The wealthy businessman became Rwanda’s most-wanted man and the U.S. offered a $5 million reward for information leading to his arrest.
The Rwanda tribunal formally closed in 2015 and its duties have since been taken over by the Mechanism for International Criminal Tribunals (MICT), which also handles cases left over from the International Criminal Tribunal for the former Yugoslavia.
“The arrest of Felicien Kabuga today is a reminder that those responsible for genocide can be brought to account, even 26 years after their crimes,” said Serge Brammertz, chief prosecutor of the MICT in The Hague.
“Today’s arrest underlines the strength of our determination.”
The prosecutor commended French authorities, saying the arrest “could not have been made without their exceptional cooperation and skill”, and also expressed appreciation to other countries that helped including Rwanda, Belgium, the UK, Germany, the Netherlands, Austria, Luxembourg, Switzerland, the US, and other international organizations such as Europol and Interpol.
Kabuga is now expected to be transferred to the custody of The Hague to stand trial “following completion of appropriate procedures under French law.”
Rwanda’s genocide began on April 6, 1994, when a plane carrying Rwandan President Juvenal Habyarimana and his Burundian counterpart Cyprien Ntaryamira was shot down. The two died. At the time, Kabuga was said to be a close friend of Habyarimana, and his daughter even married one of the former president’s sons.
Hutu extremists blamed the Tutsi rebel group, the Rwandan Patriotic Front (RPF), for the plane attack, then launched a well-organized slaughter campaign that claimed the lives of over 800,000 people, most from the minority Tutsi community.
France was said to be a close ally of the Hutu-led government of Habyarimana prior to the killings. Reports said that even though France had troops stationed in Rwanda at the time as part of a UN peacekeeping operation, they did not intervene until June – two months after the genocide had started.
France has insisted that its soldiers deployed did their best under the circumstances and saved lives. Other reports said that scores of suspected war criminals, wanted for trial in Rwanda, later sought refuge in France.
In 2010, former French President Nicolas Sarkozy admitted that his country had made “serious errors of judgment.” He said France had “a sort blindness when we didn’t foresee the genocidal dimensions of the government.”

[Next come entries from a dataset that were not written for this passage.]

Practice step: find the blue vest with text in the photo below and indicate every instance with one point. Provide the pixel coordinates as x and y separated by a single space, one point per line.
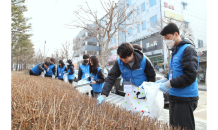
138 75
60 72
49 69
97 87
70 77
188 91
85 69
35 69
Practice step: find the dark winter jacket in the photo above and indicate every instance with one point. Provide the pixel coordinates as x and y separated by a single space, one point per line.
189 65
101 77
80 73
115 72
53 71
71 69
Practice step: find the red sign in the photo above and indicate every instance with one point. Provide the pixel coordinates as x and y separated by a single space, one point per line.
168 6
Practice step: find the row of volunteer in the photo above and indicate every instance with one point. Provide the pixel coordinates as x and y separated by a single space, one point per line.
135 68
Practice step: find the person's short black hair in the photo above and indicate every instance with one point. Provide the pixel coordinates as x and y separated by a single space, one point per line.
137 46
171 28
125 50
47 63
69 61
85 56
62 63
52 59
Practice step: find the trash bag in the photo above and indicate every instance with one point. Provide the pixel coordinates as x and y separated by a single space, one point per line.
146 100
65 77
155 99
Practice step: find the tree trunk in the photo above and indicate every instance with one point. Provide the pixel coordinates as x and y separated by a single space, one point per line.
17 64
12 66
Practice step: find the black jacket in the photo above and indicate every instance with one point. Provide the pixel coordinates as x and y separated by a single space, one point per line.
101 77
71 69
189 65
53 71
80 73
64 70
115 72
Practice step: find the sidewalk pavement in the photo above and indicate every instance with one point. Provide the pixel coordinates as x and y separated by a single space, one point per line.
164 117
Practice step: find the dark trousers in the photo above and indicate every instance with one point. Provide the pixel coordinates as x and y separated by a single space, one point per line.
70 81
181 113
31 73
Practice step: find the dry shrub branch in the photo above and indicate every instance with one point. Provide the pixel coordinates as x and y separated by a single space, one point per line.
47 104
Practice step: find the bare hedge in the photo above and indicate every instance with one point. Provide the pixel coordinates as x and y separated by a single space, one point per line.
46 104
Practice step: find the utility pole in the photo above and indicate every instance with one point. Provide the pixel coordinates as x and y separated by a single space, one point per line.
44 51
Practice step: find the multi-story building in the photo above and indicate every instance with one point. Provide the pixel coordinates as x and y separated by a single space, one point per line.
193 13
89 46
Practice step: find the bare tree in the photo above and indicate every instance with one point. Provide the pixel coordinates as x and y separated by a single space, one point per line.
184 30
104 30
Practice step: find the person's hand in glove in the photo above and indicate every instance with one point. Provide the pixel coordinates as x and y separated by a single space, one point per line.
164 87
162 80
100 99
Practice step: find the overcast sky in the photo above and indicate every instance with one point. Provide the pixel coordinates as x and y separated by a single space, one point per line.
48 19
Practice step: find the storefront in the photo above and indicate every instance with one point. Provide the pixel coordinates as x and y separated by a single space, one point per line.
157 61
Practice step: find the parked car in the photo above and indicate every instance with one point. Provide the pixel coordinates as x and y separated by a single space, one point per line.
118 89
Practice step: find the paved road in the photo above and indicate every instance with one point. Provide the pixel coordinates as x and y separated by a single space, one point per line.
200 113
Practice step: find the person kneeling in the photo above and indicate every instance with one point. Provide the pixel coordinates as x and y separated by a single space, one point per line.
97 76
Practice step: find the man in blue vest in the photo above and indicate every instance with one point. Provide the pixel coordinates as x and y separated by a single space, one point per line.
134 67
84 68
181 81
51 68
41 67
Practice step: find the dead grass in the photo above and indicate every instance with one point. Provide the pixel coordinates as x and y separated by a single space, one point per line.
46 104
23 72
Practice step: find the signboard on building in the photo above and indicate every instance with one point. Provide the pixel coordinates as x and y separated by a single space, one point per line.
173 15
111 58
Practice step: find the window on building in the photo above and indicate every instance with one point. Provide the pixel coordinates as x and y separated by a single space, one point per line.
200 43
153 20
152 2
184 5
129 32
138 10
143 7
130 16
129 2
186 24
138 29
143 25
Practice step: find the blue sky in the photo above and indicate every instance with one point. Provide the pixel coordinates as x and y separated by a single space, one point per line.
48 19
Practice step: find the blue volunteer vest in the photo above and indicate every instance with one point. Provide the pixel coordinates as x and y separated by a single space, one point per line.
60 71
84 70
138 75
49 69
71 77
189 91
35 69
97 87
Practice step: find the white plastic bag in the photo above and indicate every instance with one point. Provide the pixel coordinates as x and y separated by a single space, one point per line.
65 77
42 74
155 99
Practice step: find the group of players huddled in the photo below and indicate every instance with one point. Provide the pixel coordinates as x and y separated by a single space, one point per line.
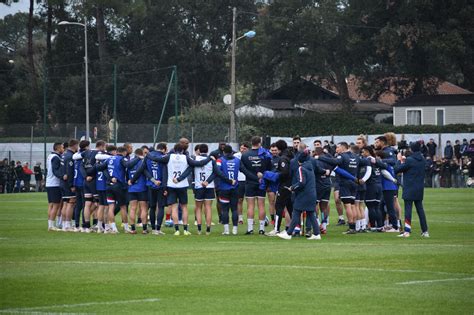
147 183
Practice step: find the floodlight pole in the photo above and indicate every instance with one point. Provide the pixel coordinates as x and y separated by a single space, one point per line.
232 132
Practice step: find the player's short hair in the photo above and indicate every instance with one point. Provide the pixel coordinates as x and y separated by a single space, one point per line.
56 146
281 145
161 146
203 148
391 138
73 142
99 143
382 139
355 149
84 144
227 149
369 149
139 152
256 140
343 144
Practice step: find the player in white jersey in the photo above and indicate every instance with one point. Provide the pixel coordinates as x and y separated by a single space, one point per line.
53 180
177 161
204 193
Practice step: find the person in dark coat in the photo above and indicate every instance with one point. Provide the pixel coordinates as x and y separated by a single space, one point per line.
304 189
413 169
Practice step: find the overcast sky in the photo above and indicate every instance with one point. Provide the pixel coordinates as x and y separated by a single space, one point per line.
20 6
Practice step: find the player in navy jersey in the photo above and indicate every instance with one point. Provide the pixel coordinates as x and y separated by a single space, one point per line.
68 190
137 195
257 160
204 193
323 189
115 170
389 188
53 179
177 162
79 182
272 187
244 147
227 168
156 187
349 162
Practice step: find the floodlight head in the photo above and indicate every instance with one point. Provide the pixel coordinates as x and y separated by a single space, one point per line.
250 34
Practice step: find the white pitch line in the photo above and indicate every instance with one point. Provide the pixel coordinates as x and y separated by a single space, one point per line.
436 280
26 309
304 267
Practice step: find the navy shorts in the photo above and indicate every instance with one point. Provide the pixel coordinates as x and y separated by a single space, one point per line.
323 193
102 197
177 194
140 196
241 190
67 194
156 197
337 185
116 194
360 195
89 189
373 193
54 194
347 192
252 190
204 194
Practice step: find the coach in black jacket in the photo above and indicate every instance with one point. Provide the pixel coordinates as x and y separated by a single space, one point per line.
413 169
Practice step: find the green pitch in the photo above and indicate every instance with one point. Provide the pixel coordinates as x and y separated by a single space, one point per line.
55 272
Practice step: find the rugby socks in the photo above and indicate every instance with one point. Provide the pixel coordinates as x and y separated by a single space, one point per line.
249 225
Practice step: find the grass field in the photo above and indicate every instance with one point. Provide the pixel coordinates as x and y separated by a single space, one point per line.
54 272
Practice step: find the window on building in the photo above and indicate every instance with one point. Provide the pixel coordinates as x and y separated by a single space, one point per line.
440 117
414 117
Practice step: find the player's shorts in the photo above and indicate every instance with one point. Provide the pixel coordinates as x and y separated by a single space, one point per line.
89 189
241 190
373 193
115 194
54 194
337 185
102 197
202 194
272 187
347 192
140 196
252 190
67 194
360 195
157 197
177 194
323 193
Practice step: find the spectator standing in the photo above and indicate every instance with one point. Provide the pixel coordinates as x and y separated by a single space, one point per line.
448 151
38 177
431 145
27 172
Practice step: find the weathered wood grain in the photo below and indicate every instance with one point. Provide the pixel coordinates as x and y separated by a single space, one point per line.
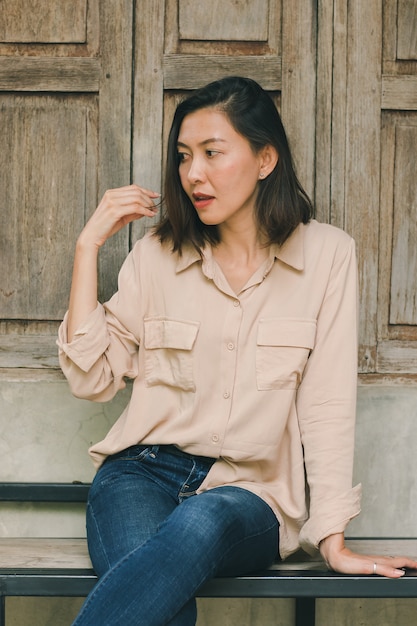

Relations between the two countries have begun to improve, and French President Emmanuel Macron hosted Rwandan President Paul Kagame in Paris recently. Macron has also become the first French president to hold a meeting with representatives of the largest association of survivors of the Rwandan genocide.
At the moment, two other Rwandan genocide suspects – former defense minister Augustin Bizmana and military leader Protais Mpiranya – remain at large.